Worlding Beyond the West

Series Editors: Arlene B. Tickner, David Blaney, Inanna Hamati-Ataya, Ole Wæver

Historically, the International Relations (IR) discipline has established its boundaries, issues, and theories based upon Western experience and traditions of thought. This series explores the role of geocultural factors, institutions, and academic practices in creating the concepts, epistemologies, and methodologies through which IR knowledge is produced. This entails identifying alternatives for thinking about the "international" that are more in tune with local concerns and traditions outside the West.
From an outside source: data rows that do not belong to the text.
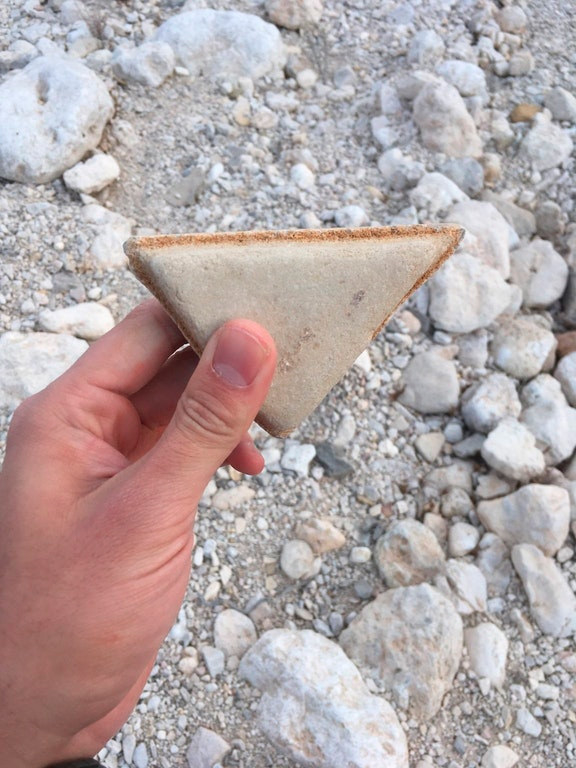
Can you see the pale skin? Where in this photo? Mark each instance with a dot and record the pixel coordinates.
(98, 496)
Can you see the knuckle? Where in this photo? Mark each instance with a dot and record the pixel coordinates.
(206, 416)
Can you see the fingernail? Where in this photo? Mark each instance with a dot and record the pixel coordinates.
(238, 357)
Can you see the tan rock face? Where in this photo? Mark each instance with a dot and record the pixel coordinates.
(323, 295)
But it also implies provincializing Western IR and empirically studying the practice of producing IR knowledge at multiple sites within the so-called ‘West’.
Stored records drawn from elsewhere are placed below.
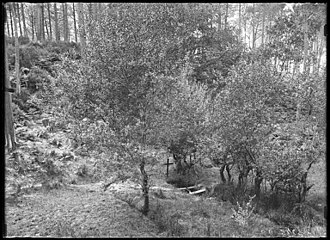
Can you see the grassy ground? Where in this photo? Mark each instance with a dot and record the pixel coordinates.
(86, 210)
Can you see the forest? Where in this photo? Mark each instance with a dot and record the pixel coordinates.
(165, 119)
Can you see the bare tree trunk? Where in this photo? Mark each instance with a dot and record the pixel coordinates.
(39, 22)
(50, 23)
(24, 23)
(32, 26)
(19, 19)
(47, 32)
(57, 30)
(239, 20)
(74, 23)
(245, 40)
(263, 28)
(42, 22)
(81, 26)
(11, 19)
(17, 73)
(226, 16)
(9, 129)
(257, 183)
(7, 26)
(222, 176)
(253, 27)
(145, 188)
(219, 18)
(305, 66)
(65, 22)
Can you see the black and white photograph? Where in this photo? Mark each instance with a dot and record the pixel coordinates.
(164, 119)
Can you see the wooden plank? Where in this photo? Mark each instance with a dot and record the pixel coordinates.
(197, 192)
(191, 187)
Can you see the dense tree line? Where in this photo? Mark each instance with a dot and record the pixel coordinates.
(185, 77)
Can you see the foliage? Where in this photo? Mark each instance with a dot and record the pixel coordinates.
(243, 213)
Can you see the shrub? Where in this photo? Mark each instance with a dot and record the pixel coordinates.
(242, 214)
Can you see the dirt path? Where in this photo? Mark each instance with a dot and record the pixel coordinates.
(76, 212)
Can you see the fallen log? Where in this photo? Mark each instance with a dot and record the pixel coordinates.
(185, 188)
(198, 191)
We welcome book proposals in areas such as:

  • Critiques of Western-centric scholarship and policy-making.
  • The emergence of new theories and approaches from ‘the periphery’.
  • The challenges for the discipline at large in accommodating its post-Western phase, and the political and ethical dilemmas involved in this.
  • Concrete studies of the results of approaching issues and agendas in ‘the periphery’ with the tools offered by core thinking.
  • Work by scholars from the non-West about local, national, regional or global issues, reflecting on the importance of different perspectives and of geocultural epistemologies.
  • Studies of ‘travelling theory’ – how approaches, concepts and theories get modified, re-casted and translated in different contexts.
  • The meaning and evolution of major concepts in particular regions, such as security thinking, concepts of globalisation and power, understandings of ‘economy’ and ‘development’ or other key categories in particular regions.
  • The sociology of the discipline in different places – with a focus on a country, a region, on specific research communities/schools, subfields, or on specific institutions such as academic associations, journals, foundations or think tanks.
  • Empirical studies of epistemic practices and the conditions of knowledge production in different Western and non-Western locales and sites.
  • Studies of the interaction between different knowledge producers, such as processes of expertise or the dialogue between intellectuals, academics, bureaucrats and policy elites.